In 2016, RimWorld was voted Indie DB's "indie of the year". In 2018, RimWorld was voted Steam's Top User-Rated Game from all categories. The Academy of Interactive Arts & Sciences nominated RimWorld for "Strategy/Simulation Game of the Year" during the 22nd Annual D.I.C.E. Awards. In 2020, RimWorld was ranked the best management game on the PC by Rock Paper Shotgun.

Aggregate score
| Aggregator | Score |
|---|---|
| Metacritic | PC: 87/100 XONE: 92/100 |

Review scores
| Publication | Score |
|---|---|
| GameStar | 85/100 |
| IGN | 9/10 |
| PC Gamer (US) | 74/100 |
| Gry-Online | 9.5/10 |
| Strategy Gamer | 5/5 |

=== Legacy ===
A team of RimWorld modders responsible for the Combat Extended mod went on to create Ascent of Ashes, a colony simulation game inspired by RimWorld that was planned to be released in early access in November 2023, but was pushed back to July 2025. Ascent of Ashes released in early access on July 25, 2025. Another game that took inspiration from RimWorld was Palworld, an action-adventure, survival, and monster-taming game that released as early access in January 2024.

==Downloadable content==
On February 24, 2020, the first downloadable content, "Royalty", was released with the 1.1 update, adding a new empire faction and psylink technology for colonists to use. It introduces royal titles, mechanoid clusters, 13 new original songs, and additional quests, body implants, and types of weapons.

On July 20, 2021, the second DLC, "Ideology", was released with the 1.3 update, adding belief systems based around several memes which make up the core of the ideology. Each ideology adds new buildings, apparel, quests, and social roles. As a part of the free update which released alongside it, new raid types, animal pens, mortar barrels, and caravan reworks were added.

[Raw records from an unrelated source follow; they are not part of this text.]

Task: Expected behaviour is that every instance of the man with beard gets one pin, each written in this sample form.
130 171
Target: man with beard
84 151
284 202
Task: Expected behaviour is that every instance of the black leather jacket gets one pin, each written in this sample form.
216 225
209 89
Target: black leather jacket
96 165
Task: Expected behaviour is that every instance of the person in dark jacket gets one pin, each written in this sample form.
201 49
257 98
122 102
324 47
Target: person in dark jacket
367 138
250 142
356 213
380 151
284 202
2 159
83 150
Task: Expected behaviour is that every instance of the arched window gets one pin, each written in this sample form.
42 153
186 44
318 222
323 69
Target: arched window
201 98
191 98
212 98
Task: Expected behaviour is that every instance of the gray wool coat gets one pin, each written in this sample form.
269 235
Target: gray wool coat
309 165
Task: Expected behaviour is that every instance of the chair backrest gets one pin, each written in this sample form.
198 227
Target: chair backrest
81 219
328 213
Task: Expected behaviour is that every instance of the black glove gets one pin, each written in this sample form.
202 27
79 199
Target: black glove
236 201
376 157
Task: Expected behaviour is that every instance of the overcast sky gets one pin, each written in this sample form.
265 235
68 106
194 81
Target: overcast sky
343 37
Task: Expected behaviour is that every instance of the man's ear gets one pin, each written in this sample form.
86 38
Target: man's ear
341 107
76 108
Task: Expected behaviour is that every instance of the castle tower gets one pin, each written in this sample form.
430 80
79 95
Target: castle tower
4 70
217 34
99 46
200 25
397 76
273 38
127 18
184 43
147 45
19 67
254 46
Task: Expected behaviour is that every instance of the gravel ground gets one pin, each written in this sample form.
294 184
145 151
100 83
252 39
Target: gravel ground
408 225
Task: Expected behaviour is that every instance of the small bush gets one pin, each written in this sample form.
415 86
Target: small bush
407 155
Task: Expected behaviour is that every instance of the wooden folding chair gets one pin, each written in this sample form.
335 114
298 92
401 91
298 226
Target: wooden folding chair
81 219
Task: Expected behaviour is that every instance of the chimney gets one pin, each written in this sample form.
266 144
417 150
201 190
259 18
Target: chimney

On October 21, 2022, the third DLC, "Biotech", was released alongside the 1.4 update. The DLC introduces a new mechanoid building mechanic, allowing the construction of robots named mechanoids that can assist the colony with labor or combat, the ability for colonists to become pregnant and raise new families, and new options to genetically modify colonists into xenohumans granting special abilities and traits. New factions with xenohumans are added, ranging from super soldiers to Neanderthals. Pollution emitted from constructed mechanoids can cause severe damage to colonies by causing sickness, sun blockage from smog, and the awakening of hibernating underground creatures.

On March 13, 2024, the fourth DLC, "Anomaly", was announced on X. The DLC adds more horror gameplay aspects. It was released on April 11, accompanied with a free major update which integrated popular mods into the base game.

On June 11, 2025, a fifth DLC, "Odyssey", was announced to be released alongside the 1.6 update. This DLC focuses on expanding exploration and adds features such as player-built gravships, additional environments for players to explore, and new landmarks, animals, and equipment. "Odyssey" was released on July 11, 2025, a month after it was announced.

==Temporary ban in Australia==
In February 2022, a previously unannounced port of the game for consoles was refused classification by the Australian Classification Board for its depictions of drug use. The game was pulled from the digital storefront Steam for Australian users without input from the developers, who stated that they were unsure of the reasoning but were "working to resolve this situation and make RimWorld available to everyone again as soon as possible". On April 20, 2022, the game was classified as R18+ in Australia, and it was made available on Steam again.